It could be that the arrays x and y overlap in some way. For example, if x and y reference the same memory address, then the left version would change x[11] and following values in x to be the original value of y[10] + 2, whereas the right version would change it to be y[10] + 1.

R3a.15.

a.
a.	One possible coloring is to use `R0` for `R0` and `R4` in the original program; we'd use `R1` for the first `R1` and `R3` in the original program; and we'd use `R2` for `R2` and the second `R1` in the original program. `MOV R0, #5 ADD R1, R0, R0 MUL R2, R1, R0 ORR R1, R2, R1 SUB R0, R1, R0 AND R2, R1, R0 ADD R0, R0, R2`

R3a.16.

The compiler will decide on a fixed offset for each instance variable; for instance, it may decide that each object will require 12 bytes, with capacity stored in the first 8 bytes while serialNumber is always stored in the next 4 bytes.

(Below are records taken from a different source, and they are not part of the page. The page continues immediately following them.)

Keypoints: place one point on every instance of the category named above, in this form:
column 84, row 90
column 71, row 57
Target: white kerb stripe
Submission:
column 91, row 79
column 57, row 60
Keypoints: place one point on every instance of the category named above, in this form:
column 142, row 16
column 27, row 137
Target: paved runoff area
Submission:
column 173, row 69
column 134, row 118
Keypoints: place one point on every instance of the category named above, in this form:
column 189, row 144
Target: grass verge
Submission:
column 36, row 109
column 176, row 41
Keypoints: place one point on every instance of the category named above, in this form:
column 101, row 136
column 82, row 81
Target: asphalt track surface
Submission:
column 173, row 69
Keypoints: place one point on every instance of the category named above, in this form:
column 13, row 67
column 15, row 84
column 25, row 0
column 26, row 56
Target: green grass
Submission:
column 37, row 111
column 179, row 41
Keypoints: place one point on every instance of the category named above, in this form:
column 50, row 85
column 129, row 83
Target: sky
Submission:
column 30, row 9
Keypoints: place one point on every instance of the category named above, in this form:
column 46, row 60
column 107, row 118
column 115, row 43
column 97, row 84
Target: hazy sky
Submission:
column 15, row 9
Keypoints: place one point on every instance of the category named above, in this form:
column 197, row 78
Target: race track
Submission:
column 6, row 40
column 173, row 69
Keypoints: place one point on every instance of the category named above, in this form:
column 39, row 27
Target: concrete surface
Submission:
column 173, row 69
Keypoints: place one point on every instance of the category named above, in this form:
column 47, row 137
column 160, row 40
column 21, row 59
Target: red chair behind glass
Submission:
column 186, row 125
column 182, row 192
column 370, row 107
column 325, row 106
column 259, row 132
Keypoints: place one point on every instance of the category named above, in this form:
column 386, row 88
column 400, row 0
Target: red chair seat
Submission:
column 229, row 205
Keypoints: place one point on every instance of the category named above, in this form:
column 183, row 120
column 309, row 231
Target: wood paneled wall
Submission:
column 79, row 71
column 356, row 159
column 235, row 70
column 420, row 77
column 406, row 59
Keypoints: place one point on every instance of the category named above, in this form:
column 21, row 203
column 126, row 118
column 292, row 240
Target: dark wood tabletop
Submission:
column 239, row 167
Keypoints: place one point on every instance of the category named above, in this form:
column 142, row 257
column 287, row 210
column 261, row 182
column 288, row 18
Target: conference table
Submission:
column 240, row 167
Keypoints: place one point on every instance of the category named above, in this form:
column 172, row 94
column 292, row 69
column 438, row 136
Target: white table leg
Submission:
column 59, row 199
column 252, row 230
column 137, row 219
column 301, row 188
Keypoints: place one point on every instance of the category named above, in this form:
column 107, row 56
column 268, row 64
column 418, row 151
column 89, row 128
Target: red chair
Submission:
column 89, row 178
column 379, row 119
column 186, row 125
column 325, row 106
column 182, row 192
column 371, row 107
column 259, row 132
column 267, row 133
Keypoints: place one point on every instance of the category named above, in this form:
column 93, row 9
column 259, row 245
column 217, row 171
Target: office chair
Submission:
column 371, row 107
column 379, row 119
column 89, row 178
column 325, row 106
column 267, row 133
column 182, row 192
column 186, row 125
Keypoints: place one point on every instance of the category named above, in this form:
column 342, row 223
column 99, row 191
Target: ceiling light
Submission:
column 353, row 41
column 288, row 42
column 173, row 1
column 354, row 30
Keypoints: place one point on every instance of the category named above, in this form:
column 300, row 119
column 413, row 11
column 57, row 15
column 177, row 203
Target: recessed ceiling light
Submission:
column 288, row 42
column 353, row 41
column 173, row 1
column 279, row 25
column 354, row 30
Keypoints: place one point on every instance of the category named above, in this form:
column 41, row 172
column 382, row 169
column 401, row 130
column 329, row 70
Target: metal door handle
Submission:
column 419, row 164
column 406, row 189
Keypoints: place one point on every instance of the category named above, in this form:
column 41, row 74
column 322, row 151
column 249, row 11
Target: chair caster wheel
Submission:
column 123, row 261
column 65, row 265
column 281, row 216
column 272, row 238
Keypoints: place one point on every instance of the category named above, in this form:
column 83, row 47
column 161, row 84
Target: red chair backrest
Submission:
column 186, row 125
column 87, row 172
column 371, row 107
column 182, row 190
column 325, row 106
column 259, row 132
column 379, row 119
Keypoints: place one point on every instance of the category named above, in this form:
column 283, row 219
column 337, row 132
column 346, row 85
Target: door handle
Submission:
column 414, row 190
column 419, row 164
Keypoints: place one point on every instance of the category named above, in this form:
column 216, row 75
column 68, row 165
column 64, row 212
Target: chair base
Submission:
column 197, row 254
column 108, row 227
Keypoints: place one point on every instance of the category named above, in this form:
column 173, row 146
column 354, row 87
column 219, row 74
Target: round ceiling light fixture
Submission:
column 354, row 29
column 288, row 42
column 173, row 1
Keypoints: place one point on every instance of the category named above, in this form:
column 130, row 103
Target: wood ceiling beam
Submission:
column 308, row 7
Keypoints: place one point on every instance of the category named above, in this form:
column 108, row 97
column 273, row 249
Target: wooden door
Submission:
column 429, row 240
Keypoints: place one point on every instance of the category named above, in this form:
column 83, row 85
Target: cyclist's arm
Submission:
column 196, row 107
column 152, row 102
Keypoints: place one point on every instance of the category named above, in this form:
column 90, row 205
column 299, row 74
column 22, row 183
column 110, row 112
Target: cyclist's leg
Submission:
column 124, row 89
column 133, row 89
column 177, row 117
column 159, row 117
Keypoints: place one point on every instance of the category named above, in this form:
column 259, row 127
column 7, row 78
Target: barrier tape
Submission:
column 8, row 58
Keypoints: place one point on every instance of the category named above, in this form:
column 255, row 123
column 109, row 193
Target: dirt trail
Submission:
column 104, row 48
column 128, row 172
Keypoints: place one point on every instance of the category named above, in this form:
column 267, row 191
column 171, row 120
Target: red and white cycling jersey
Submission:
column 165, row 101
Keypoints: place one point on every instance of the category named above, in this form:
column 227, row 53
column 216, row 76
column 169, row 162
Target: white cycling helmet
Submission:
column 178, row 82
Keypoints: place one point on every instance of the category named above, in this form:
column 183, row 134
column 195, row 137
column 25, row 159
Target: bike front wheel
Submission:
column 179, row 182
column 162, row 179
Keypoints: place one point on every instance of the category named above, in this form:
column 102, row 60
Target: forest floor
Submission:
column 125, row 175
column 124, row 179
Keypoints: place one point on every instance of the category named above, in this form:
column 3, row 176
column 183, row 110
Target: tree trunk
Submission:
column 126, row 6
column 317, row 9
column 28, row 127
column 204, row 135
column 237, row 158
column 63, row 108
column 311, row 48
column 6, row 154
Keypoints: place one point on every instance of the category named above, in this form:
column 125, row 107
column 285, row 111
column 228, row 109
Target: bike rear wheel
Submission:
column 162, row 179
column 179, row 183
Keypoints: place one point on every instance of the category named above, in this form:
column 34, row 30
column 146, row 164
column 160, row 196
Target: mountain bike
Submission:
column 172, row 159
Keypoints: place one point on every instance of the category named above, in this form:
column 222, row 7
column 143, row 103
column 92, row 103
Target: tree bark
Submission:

In compiling the canHold method, it will create a subroutine taking the address of a Microwave object (this) as its first parameter and the size as its second parameter; whenever the method accesses an instance variable, it will retrieve this information from memory at the corresponding fixed offset from the this address.

R3a.17.

A class can describe how each individual object is laid out in memory. Thus, rather than have each object be a hash table mapping names to values, the interpreter can lay the object out as a struct with fields at fixed offsets. Since hash tables take significantly more memory than a struct, we can save a lot of memory by having just the one hash table as part of the hidden class shared by many objects.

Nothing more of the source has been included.